Welcome to the NeighborWood: A Pop-Up Book of Animal Architecture

A Pop-Up Guide to North American Wildflowers:

Both works in this show come from a deep interest in promoting sustainable relationships between humans and the wild world. Welcome to the NeighborWood is created from handmade paper and is letterpress-printed, so production is entirely local and environmentally friendly. I cannot make the same claim for the pop-up field guide, but using commercial materials allows me to make many more copies and broadcast the sustainability message further afield…

Doug Stapleton

Still, Life. Ikebana

Still, Life.

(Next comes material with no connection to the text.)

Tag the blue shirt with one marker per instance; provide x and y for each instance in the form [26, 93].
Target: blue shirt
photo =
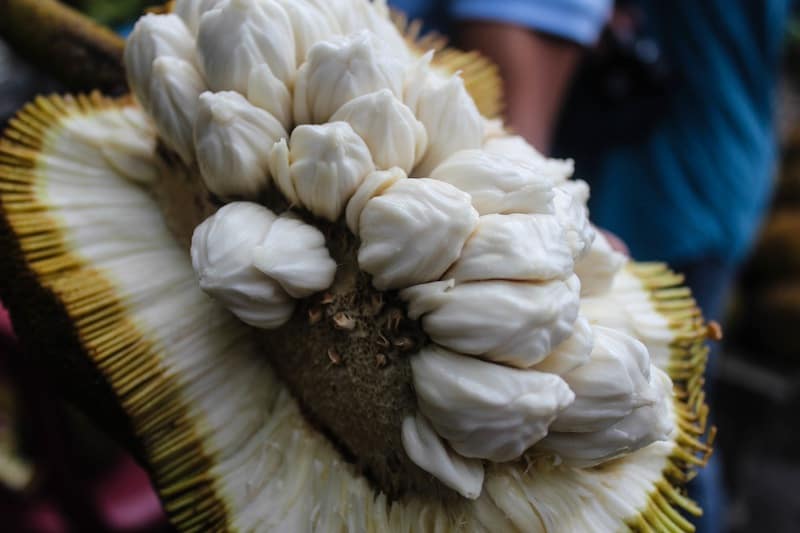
[696, 183]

Pea-own-kneez

Still, Life. Parakeet Tulips

Still, Life. The Pretty Blue Bowl Incident

These four pieces were prompted by a strange, beautiful photograph of a 17th. C. still life painting that I found in a book on botanical imagery. I used that as the model, and used the images from the book to construct the composition.


Jen Thomas 

Forced Sustainability

Forced Sustainability tells a story of the loss of a car to a hail storm and the ultimate gain of freedom through biking in 10 handmade flax paper panels featuring words and images in willow charcoal.


Jamie Thome

Tea Bag Quilt

The smallest everyday rituals around the world reveal our collective humanity: rising from sleep, brushing of teeth, eating a breakfast, steeping of tea.  Hundreds of people from all over donated their used tea bags to help create this hand-sewn quilt, which stands as a gentle reminder of the things that connect all humans.


Sarah Vogel

Creep, May 1982, September 1993, September 1989, August 1988 (triptych), May 2010,March 1981 (quadriptych), June 1990, July 2001, July 1968

The reduction linocut prints in Creep illustrate the blurring of boundaries between dream homes and anxiety dreams. By using tropes of family and home life as foil and counterpart to the always changing, always decaying physical world, the pieces examine the fine line between careful observation of that which is most familiar and paranoia.


Cecile Webster

My Paper Garden

I am a person driven by process. I begin with plants gathered, discarded, or left on my doorstep. The most fascinating part of making paper from plants is the variety of papers that can be produced. The same plant will often yield vastly different papers depending on the conditions of collection, cooking, beating and couching. They differ in color, texture, and, scent. The resulting papers are my real art. I make books and boxes as a way to use the paper that I feel compelled to make.



Scott Wolniak

Weed (Rio), Weed (Producto), Weed (Dark Hole):

The Weeds presents a humorous, speculative model of accumulation and mutation in contemporary society, proposing that grounds fertilized by trash will eventually spawn new breeds of graphically speckled flora. I maintain a small piece of land between the sidewalk and street in front of my apartment in Chicago; weeding it, removing debris, etc. The Weeds project grew out of this activity.  It is an analogy of elements with similar attributes: wild plants and post-consumer materials are both tenacious, intrusive and considered a nuisance; they typically accumulate in marginal locations and rely heavily on random phenomena.  They literally share common ground.